Organizers: Federico Ferretti (University College Dublin, federico.ferretti@ucd.ie), Jacobo García-Álvarez and Paloma Puente-Lozano (Universidad Carlos III, Madrid).
Abstract
Recent geographical scholarship on territory, sovereignty and borders have pointed out the need for questioning and exposing in historical perspective a number of “myths” and “political fictions” embedded within modern state-making and its discursive and material makings. Within this theoretical framework, processes of boundary delimitation and demarcation have proved to be a particularly relevant locusfor examining the complex entanglements of modern conceptions and theories of territory, sovereignty and borders within practices of statehood. This session aims at analyzing the complexities and variety of theories and practices of boundary-making across Europe and colonial territories from the eighteenth to the twentieth century, and how they related to wider assumptions about sovereignty and statehood. We are especially interested in hearing about comparative methodologies and transnational approaches that allow for overcoming typical shortcomings of nation-centered historiographies, as well as in exploring the multiscalar nature of these processes of border-making and the heterogeneity of the actors involved in them.
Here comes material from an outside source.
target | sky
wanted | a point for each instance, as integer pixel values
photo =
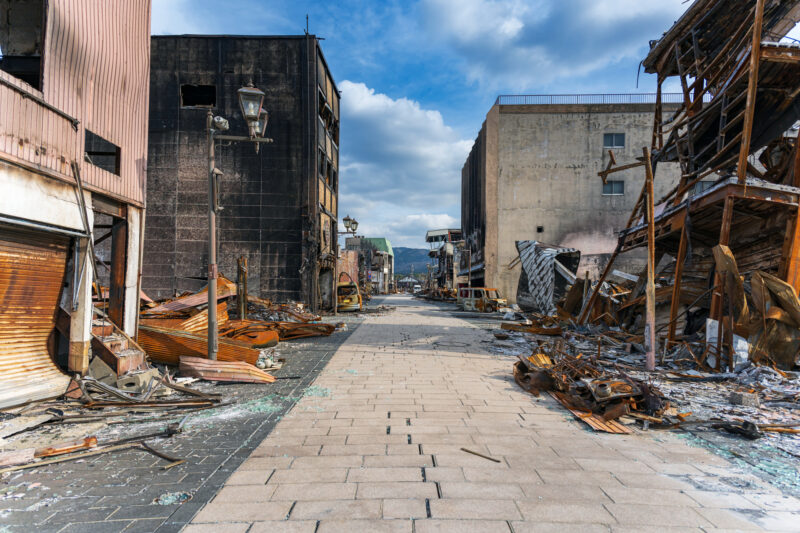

We welcome presentations that align with these themes in diverse ways. This might include, but is not limited to the following topics:
-Cultures and traditions of delimitation and boundary-making across European or colonized/decolonized countries: variety of delimitation criteria, different organization and composition of boundary commissions, work dynamics and procedures in boundary-delimitation, etc.
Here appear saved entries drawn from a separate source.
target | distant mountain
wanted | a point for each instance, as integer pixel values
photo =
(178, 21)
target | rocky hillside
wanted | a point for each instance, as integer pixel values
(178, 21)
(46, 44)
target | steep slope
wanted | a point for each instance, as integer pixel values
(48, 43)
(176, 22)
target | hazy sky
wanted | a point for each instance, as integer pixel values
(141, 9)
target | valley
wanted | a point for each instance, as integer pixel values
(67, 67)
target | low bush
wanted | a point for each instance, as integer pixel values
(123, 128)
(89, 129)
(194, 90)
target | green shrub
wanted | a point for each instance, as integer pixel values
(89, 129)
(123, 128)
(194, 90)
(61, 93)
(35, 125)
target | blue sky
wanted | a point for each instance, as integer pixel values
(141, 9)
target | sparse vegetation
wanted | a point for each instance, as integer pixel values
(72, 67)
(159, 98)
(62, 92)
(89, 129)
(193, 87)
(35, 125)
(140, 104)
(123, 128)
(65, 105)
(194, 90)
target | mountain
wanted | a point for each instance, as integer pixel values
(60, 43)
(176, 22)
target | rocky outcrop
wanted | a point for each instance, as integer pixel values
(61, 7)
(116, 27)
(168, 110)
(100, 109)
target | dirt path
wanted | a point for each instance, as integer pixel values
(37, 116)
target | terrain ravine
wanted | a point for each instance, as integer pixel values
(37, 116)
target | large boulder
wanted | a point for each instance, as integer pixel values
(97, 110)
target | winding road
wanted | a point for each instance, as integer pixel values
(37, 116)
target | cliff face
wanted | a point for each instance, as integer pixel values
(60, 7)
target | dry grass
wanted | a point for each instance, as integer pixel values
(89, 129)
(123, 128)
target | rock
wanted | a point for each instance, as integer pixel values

-The role of geographic descriptions, maps, land surveys and other types of geographical knowledge in boundary-making practices and theories.
-Dynamics among actors involved in boundary-making (such as local communities, states representatives, technical experts) and the interplay of their conflicting territorial visions.
– Historical transformations of state territoriality and sovereignty.
-Conceptions of border, territory and sovereignty as displayed in demarcation processes.
-Methodological and epistemic issues involved in doing research on the history of territory.